An article included data from a survey of 1,016 hiring managers and human resource professionals. The
article noted that many employers are using social networks to screen job applicants. Of the 1,016 people
who participated in the survey, 693 indicated that they use social networking sites to research job
applicants. For the purposes of this exercise, assume that the sample can be regarded as a random sample
of hiring managers and human resource professionals.
(a) Suppose you are interested in learning about the value of p, the proportion of all hiring managers and
human resource managers who use social networking sites to research job applicants. This proportion
can be estimated using the sample proportion, p̂. What is the value of p̂ for this sample? (Round your
answer to four decimal places.)
(b) Based on what you know about the sampling distribution of p̂, is it reasonable to think that this
estimate is within 0.02 of the actual value of the population proportion? Explain why or why not.
(Round your answer to four decimal places.)
Guide On Rating System
Vote
(a) The value of p̂, the sample proportion of hiring managers and human resource managers who use social networking sites to research job applicants, is calculated by dividing the number of people who indicated they use social networking sites (693) by the total number of participants in the survey (1,016).
p̂ = 693/1,016
p̂ ≈ 0.6827
Therefore, the value of p̂ for this sample is approximately 0.6827.

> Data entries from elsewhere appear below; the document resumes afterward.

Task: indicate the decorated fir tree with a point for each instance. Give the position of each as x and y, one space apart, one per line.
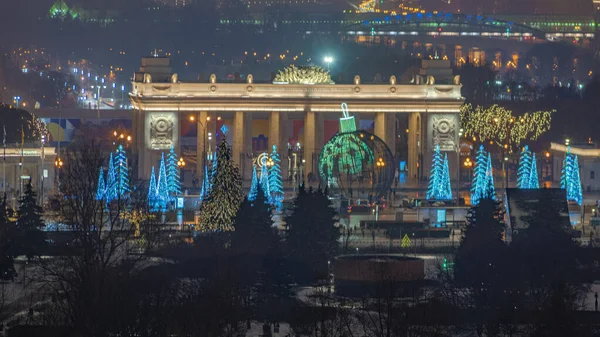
111 180
275 180
152 190
264 181
446 187
220 206
489 190
173 176
567 168
122 172
523 173
254 186
101 189
162 192
533 175
574 192
436 175
479 175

(b) The sampling distribution of p̂ can be approximated by a normal distribution when the sample size is large enough, based on the Central Limit Theorem. With a sample size of 1,016, which is relatively large, it is reasonable to assume that the sampling distribution of p̂ is approximately normal.
To determine if it is reasonable to think that this estimate is within 0.02 of the actual value of the population proportion, we need to consider the standard error of p̂. The standard error, denoted as σp̂, can be calculated using the formula:
σp̂ = √(p̂(1-p̂)/n)
where p̂ is the sample proportion and n is the sample size.
In this case, we can use the sample proportion p̂ of approximately 0.6827.
σp̂ = √(0.6827(1-0.6827)/1,016)
σp̂ ≈ 0.0129
The standard error of p̂ is approximately 0.0129.
Considering a margin of error of 0.02, the estimate of p, the population proportion, is reasonably within 0.02 of the actual value if:
0.02 ≤ 2 * σp̂
0.02 ≤ 2 * 0.0129
0.02 ≤ 0.0258
Since 0.02 is less than or equal to 0.0258, it is reasonable to think that this estimate is within 0.02 of the actual value of the population proportion.